My experience and success in both Africa and North America are strengths for service as Vice President North America. My service mantra on the AORTIC Council will be: Listen, Learn, and Lead. My priorities will be fostering Equity in research and support for mid-level African scientists to attend AORTIC meetings.

Anuja Jhingran
I have been a radiation oncologist for about 30 years and have spend my entire career treating and hopefully improving life of patients with gynecological malignancies. My research has been in the treatment of gynecological malignancies with radiation therapy and how to improve the quality of life of these patients.
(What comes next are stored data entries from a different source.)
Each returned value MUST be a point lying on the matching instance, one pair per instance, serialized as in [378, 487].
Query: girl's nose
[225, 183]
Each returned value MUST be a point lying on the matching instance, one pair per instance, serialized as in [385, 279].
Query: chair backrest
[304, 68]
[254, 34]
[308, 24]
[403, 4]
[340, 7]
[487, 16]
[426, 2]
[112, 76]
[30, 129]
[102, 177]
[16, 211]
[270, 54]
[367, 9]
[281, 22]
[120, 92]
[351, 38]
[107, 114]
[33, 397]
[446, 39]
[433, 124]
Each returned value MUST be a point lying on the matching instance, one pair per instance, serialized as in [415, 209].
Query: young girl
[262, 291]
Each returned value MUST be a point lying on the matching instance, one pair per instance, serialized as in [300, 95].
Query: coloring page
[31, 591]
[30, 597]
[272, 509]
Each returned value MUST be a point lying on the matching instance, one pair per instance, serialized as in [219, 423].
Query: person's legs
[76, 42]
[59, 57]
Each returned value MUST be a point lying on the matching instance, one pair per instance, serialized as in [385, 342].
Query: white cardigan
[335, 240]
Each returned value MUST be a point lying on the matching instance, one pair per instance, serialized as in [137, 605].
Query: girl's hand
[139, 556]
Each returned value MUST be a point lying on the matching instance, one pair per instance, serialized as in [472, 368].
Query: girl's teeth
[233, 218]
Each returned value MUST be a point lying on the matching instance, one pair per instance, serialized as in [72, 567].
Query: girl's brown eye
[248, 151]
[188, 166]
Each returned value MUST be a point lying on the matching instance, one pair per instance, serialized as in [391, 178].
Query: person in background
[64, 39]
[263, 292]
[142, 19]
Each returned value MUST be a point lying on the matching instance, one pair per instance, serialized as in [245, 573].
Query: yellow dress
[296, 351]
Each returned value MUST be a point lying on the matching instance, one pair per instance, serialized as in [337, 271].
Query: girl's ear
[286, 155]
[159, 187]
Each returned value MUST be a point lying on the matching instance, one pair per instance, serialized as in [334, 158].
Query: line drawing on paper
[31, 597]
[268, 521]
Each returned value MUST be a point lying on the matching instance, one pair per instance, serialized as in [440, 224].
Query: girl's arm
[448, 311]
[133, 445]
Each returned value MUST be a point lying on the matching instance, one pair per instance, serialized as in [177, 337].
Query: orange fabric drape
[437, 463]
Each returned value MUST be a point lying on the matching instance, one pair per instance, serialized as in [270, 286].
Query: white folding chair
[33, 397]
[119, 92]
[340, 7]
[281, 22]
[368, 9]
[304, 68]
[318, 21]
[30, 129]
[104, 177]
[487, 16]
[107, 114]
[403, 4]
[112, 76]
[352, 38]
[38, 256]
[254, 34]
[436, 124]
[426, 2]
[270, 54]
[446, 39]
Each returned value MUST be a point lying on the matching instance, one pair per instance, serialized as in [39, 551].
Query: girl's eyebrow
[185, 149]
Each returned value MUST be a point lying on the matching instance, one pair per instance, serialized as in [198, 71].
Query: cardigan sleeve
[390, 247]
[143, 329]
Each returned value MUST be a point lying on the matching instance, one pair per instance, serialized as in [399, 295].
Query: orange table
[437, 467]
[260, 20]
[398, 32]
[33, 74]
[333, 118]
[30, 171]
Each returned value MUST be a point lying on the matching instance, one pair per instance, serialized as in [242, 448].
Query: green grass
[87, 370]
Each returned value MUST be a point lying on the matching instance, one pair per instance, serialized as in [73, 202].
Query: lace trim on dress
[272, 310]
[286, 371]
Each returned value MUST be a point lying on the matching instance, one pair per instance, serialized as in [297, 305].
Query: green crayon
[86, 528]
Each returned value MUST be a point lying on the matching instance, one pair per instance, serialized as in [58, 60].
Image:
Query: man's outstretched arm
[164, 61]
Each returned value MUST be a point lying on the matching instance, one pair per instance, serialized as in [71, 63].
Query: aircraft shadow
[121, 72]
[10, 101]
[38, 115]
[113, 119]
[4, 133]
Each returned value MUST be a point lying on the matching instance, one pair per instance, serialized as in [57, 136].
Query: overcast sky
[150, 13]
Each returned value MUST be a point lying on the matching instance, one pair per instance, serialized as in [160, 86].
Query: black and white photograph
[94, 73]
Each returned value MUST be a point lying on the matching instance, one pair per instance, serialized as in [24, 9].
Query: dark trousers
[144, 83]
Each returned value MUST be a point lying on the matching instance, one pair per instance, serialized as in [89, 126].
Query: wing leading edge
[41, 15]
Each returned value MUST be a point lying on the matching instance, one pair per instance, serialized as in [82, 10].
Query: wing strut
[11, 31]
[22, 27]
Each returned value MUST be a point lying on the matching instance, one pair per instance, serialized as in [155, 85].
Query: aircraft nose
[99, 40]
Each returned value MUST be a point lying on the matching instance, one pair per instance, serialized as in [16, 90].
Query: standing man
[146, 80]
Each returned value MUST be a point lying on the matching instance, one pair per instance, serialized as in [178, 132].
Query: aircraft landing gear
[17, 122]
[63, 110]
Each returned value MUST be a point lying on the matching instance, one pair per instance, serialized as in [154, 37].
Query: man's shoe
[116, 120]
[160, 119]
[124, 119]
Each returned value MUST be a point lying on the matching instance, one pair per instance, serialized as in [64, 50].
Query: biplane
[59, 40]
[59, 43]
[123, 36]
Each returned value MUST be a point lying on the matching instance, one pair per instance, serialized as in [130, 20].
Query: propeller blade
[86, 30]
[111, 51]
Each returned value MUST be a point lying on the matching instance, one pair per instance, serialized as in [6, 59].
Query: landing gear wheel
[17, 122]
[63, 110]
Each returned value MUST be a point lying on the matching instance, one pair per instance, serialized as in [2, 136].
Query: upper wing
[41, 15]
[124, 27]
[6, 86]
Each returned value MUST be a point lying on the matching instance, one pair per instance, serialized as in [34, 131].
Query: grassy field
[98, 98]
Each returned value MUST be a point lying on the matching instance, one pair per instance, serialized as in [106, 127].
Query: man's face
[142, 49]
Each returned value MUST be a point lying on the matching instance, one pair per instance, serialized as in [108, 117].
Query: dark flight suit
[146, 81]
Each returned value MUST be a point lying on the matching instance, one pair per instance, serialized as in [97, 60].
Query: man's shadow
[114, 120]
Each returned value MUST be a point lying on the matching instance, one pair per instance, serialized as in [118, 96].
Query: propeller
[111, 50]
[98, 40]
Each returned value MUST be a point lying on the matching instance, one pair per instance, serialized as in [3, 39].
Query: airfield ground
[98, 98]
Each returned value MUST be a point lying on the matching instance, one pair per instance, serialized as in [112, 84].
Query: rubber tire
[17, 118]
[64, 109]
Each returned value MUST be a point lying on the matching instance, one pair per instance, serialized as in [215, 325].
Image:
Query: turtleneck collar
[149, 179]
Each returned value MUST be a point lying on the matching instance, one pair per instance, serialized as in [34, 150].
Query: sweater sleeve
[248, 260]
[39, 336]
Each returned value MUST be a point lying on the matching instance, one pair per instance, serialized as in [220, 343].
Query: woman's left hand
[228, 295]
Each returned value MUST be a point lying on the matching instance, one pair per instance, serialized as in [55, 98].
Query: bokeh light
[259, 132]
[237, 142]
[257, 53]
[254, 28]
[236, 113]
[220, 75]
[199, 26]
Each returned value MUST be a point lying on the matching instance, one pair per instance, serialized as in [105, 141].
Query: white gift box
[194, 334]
With these efforts in mind, I have been involved in many societies that are involvement with gynecological patients including but not exclusively IGCS, SGO, ABS, GCIC, NCI, ASCO, IAEA as well as and most importantly AORTIC. I have held leadership positions in many of these societies including presently Vice president position in the IGCS that will be ending in 2024, Chair of the international committee of the ABS, Chair of the education committee of the GCIG and co- Chair of the GCSC.
Over the last 10 years, I have increase my involvement global health. As I continue to treat my patients in the United States, I realize that there were so many more patients that I could impact global and starting working on many education programs in training clinical oncologists throughout the world. These projects have included involvement of many organizations including IAEA, ASCO, IGCS as well as AORTIC but many have been from my own incentive and involvement of my institution. Two programs that I am most proud of – in-country (Zambia_ radiobiology and physic program for clinical oncology residents in Africa that was held three times and I hope to grow and paper was publish showing the benefit and the need of this program. The other program I have done in collaboration with Dr. Wong and Princess Margaret and this program is helps establish research program in Africa with help in training and mentors. It will be highlighted this year at AORTIC with residents presented their research project.
So in all disclosure, I held this position a couple years ago but I really feel like that I could not do what I really like to accomplish in the position due to limitation with COVID. As soon as I got the position, the world was locked down due to COVID. I would like a second chance in this position and my goal is to align and involve North America physicians with physicians and programs in AORTIC.

I have already been involved with AORTIC in many ways including being a member of the education committee. I have also through AORTIC funding help develop a research training program for clinical oncologists in Nigeria some of this work will be highlighted in AORTIC meeting this year. My passion, interest, and dedication in improving lives of women with cancer in Africa by developing education platforms and programs as well as research training makes me an ideal candidate to serve on the council as well as my huge network of people who are also interested in this effort.